You can pass any LangChain‑compatible chat model. Below are examples for the most common providers.

### OpenAI

```python
from langchain_openai import ChatOpenAI
from llm_securescan import llm_securescan

my_llm = ChatOpenAI(model="gpt-4o-mini")
result = llm_securescan(user_input, llm=my_llm)
```

### Anthropic

```python
from langchain_anthropic import ChatAnthropic
from llm_securescan import llm_securescan

my_llm = ChatAnthropic(model="claude-3-haiku-20240307")
result = llm_securescan(user_input, llm=my_llm)
```

### Google Generative AI

```python
from langchain_google_genai import ChatGoogleGenerativeAI
from llm_securescan import llm_securescan

my_llm = ChatGoogleGenerativeAI(model="gemini-1.5-flash")
result = llm_securescan(user_input, llm=my_llm)
```

---

## Configuration Details

- **Default LLM**: `ChatLLM7` from the `langchain_llm7` package (see <https://pypi.org/project/langchain-llm7/>).  
- **Rate limits**: The free tier of LLM7 provides sufficient calls for typical scanning workloads.  
- **Custom API key**: Provide an API key either via the `LLM7_API_KEY` environment variable or directly:

  ```python
  result = llm_securescan(user_input, api_key="YOUR_LLM7_API_KEY")
  ```

- **Getting a free API key**: Register at <https://token.llm7.io/>.

---

## How It Works Internally

1. The function builds a **system prompt** and a **human prompt** based on the supplied text.
2. A regular expression (`pattern` from `llm_securescan.prompts`) is compiled.
3. `llmatch` (from the internal `llmatch_messages` utility) sends the prompts to the LLM while enforcing that the response matches the regex.
4. If the LLM output satisfies the pattern, the captured groups are returned; otherwise, the call fails with a helpful error message.

This approach provides a deterministic extraction pipeline while still leveraging the LLM’s natural‑language understanding.

---

## Contributing & Issues

Found a bug or have a feature request?

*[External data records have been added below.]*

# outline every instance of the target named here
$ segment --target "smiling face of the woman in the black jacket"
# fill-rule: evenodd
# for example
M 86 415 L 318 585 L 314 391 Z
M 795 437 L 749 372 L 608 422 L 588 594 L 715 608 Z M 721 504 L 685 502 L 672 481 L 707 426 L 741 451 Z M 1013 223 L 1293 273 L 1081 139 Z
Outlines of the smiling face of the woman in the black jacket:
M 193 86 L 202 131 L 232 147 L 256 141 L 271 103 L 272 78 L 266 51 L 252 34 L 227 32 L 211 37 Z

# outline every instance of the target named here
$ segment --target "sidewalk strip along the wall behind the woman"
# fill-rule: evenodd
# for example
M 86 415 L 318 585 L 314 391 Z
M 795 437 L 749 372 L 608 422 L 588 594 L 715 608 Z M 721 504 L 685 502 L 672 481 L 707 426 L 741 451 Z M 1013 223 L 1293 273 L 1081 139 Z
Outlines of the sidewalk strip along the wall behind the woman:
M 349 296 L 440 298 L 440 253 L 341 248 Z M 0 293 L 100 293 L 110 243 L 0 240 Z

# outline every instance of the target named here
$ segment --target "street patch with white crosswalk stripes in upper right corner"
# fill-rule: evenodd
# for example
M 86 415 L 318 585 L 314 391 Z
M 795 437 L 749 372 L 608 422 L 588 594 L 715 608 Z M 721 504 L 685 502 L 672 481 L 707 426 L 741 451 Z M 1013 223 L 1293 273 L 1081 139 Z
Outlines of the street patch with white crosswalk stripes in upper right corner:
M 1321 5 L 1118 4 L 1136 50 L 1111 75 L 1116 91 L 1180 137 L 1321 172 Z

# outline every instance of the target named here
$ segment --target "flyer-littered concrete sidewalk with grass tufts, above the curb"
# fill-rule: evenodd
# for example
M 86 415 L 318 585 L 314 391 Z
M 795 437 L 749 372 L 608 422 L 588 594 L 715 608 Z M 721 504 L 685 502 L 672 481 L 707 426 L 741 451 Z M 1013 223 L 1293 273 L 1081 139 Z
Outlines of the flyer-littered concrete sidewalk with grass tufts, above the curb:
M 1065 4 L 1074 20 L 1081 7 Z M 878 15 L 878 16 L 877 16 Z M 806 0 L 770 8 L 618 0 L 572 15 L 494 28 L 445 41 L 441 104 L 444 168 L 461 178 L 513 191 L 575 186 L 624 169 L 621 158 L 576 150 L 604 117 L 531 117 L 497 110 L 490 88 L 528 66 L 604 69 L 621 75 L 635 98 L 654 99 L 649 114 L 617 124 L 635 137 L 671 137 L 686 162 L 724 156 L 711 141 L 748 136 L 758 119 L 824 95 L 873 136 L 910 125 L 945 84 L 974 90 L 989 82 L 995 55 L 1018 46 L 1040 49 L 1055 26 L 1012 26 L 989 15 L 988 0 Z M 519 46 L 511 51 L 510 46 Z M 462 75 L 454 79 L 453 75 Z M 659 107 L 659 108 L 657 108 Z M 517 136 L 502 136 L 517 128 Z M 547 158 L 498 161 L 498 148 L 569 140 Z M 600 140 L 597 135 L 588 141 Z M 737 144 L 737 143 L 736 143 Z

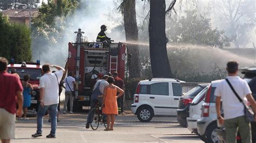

Please open an issue on GitHub:

<https://github.com/chigwell/llm_securescan/issues>

Pull requests are welcome!

---

## Author

**Eugene Evstafev**  
✉️ Email: hi@euegne.plus  
🐙 GitHub: [chigwell](https://github.com/chigwell)

---

## License

This project is licensed under the MIT License. See the `LICENSE` file for details.